When it comes to data center development and construction, which is a hot topic, decisions are best made at the most local level. A federal ban is idiotic.
More recently, Sanders has called for socializing the entire AI industry. In a New York Times op-ed, Sanders said he will introduce a 50 percent “ownership tax” on AI giants like Anthropic and OpenAI.
“The time has come to reclaim what was stolen from us,” Sanders declared. “Since AI is built on the collective knowledge of humanity, the wealth it generates must benefit humanity, not just Elon Musk, Jeff Bezos, Mark Zuckerberg, Larry Ellison and other billionaires.”
Cleverly, Bernie frames the narrative as giving the “American people a direct role in determining the future of this technology.”
Under his nationalization program, “the future of AI and the transformation of human life” will not be dictated by a handful of “Big Tech oligarchs” because the “federal government would have the power, through its voting shares and an equal representation on each company's board, to block decisions that hurt our citizens and to push for policies that help them.”

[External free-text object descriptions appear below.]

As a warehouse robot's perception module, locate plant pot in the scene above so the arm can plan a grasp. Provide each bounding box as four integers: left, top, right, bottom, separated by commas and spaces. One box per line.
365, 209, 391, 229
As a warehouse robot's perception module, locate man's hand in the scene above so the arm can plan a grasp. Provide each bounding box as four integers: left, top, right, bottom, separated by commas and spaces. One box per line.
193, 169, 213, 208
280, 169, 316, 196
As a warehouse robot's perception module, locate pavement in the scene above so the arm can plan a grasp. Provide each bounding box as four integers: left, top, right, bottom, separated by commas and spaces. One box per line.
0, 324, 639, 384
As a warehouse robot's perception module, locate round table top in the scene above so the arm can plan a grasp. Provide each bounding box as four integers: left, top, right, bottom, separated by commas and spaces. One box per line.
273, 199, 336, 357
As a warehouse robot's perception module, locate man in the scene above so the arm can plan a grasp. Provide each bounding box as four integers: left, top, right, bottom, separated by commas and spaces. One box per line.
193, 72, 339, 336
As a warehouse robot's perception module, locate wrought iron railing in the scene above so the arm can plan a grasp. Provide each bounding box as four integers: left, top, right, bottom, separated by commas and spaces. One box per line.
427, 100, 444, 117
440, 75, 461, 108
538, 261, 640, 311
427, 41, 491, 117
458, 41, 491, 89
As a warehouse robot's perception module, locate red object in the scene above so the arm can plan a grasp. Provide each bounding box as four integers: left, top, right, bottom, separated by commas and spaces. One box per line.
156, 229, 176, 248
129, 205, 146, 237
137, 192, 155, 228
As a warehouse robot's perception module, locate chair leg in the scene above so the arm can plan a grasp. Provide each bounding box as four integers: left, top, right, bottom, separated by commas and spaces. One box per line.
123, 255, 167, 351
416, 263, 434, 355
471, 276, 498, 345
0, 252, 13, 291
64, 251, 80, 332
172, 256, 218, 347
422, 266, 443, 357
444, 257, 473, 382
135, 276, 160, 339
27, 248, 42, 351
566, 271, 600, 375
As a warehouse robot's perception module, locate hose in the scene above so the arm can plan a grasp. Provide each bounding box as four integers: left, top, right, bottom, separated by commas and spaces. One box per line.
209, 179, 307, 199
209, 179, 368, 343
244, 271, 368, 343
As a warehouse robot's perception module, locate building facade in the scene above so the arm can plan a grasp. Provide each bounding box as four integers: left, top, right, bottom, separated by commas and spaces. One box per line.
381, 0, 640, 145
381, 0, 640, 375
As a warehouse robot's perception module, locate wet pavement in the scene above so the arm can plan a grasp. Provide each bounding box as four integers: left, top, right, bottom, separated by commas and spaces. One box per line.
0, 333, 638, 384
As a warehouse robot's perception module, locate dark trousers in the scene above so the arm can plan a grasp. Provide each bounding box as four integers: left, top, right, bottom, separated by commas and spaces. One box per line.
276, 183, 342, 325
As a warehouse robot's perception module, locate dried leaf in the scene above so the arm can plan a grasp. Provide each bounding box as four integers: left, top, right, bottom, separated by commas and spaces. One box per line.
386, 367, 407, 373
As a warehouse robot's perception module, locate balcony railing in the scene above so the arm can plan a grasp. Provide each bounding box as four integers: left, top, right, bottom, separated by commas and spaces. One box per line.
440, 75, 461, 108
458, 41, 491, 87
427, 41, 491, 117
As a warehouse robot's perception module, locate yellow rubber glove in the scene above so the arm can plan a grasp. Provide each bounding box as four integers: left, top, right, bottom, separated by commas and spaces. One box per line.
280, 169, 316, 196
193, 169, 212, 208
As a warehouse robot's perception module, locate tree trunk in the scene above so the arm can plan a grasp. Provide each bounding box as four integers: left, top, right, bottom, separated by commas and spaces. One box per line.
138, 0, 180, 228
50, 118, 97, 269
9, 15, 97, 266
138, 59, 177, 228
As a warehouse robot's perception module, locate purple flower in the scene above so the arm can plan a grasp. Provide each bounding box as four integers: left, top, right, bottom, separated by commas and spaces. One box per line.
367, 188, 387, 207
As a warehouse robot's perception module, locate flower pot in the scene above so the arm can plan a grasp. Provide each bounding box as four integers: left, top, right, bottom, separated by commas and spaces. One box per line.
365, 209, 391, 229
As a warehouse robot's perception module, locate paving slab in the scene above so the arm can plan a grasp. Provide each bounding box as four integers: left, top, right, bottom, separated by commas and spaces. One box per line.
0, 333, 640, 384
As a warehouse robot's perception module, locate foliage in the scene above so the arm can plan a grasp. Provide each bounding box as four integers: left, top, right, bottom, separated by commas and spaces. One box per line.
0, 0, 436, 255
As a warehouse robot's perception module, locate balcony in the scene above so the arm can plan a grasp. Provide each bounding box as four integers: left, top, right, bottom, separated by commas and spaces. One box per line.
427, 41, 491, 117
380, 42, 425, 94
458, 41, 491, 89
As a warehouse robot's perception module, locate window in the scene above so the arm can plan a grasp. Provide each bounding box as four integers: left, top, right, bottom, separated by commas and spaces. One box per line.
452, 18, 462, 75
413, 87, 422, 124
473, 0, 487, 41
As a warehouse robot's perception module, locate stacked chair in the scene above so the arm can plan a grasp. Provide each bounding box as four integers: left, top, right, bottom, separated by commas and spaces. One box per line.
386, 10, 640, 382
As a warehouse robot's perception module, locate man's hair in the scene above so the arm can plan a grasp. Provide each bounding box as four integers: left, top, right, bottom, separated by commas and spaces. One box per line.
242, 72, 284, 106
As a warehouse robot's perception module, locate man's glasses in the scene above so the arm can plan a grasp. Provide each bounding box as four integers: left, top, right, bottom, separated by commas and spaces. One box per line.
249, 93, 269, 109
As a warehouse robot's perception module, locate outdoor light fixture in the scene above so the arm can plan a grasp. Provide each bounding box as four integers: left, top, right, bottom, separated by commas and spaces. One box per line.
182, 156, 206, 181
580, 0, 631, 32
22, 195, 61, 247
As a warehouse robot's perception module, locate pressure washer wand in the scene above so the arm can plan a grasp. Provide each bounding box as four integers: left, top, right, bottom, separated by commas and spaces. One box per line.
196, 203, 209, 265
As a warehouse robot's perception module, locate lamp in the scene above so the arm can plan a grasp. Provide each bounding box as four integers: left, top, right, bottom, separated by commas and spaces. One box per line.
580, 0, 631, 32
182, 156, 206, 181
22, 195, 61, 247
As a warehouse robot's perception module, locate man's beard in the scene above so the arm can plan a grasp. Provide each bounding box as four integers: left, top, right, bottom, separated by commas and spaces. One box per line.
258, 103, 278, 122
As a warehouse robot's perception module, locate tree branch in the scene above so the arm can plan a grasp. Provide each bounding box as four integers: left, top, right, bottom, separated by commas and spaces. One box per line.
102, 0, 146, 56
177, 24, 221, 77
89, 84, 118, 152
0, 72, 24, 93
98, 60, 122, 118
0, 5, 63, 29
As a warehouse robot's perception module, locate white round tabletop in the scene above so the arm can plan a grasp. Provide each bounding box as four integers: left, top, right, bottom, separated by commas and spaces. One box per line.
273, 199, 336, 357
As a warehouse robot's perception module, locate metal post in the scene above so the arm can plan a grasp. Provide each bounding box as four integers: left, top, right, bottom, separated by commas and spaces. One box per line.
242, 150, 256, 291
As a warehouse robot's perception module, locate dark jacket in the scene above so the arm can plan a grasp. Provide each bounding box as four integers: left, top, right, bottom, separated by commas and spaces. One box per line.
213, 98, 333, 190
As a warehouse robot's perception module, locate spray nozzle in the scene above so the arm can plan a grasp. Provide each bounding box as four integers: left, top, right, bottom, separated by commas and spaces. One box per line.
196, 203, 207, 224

In other words, Bernie wants Washington bureaucrats to exert much more control over AI because socialist, centralized, micromanagement has such a strong record of success.
Predictably, Sanders is ecstatic when he dreamily writes about the tax revenue his “American AI Sovereign Wealth Fund Act” would spawn.
He says it will “guarantee that the trillions of dollars potentially generated by AI are used to improve the lives of all of us – not simply to make the richest people in the world even richer.”
By improving the lives, he means government handouts on an unprecedented scale.
A universal basic income. The “billions, if not trillions, of dollars generated by this fund would provide direct payments to the American people.”
“And as the fund generates more and more wealth, the proceeds would be used to ensure that every man, woman and child in our country has a decent and dignified standard of living, including healthcare, education and housing.”
Here lies the problem.
If past is prologue, the fund will not create “more and more wealth.” In fact, based on history, it is almost assured that the fund will produce less and less wealth.
Why is this? Because government intervention will skew decision-making with politics. These companies will become zombies, not cutting-edge innovators.
Bernie’s AI sovereign wealth scheme is not only a political ploy to buy votes. It also seeks to recalibrate the fundamental relationship between the public and private sectors in favor of government.
Under the argument, the government should take 50 percent ownership of all companies that it deems as making “decisions that hurt our citizens.”
I bet Bernie would use this silly basis to confiscate 50 percent of oil and gas companies. I wouldn’t be surprised if this ridiculous benchmark was used against retail stores, grocery chains, or any sector in which the government wants a piece of the pie.
If you subscribe to the slippery slope contention, this could get very ugly.
Thus, it is imperative that this socialist sham and Bernie’s ban on data centers be nipped in the bud. These stupid policies should be mocked, ridiculed, and outright dismissed for their socialist underpinnings and anti-American postures.
Nationalization coupled with top-down, command-and-control economics is the antithesis of the American way and must be avoided.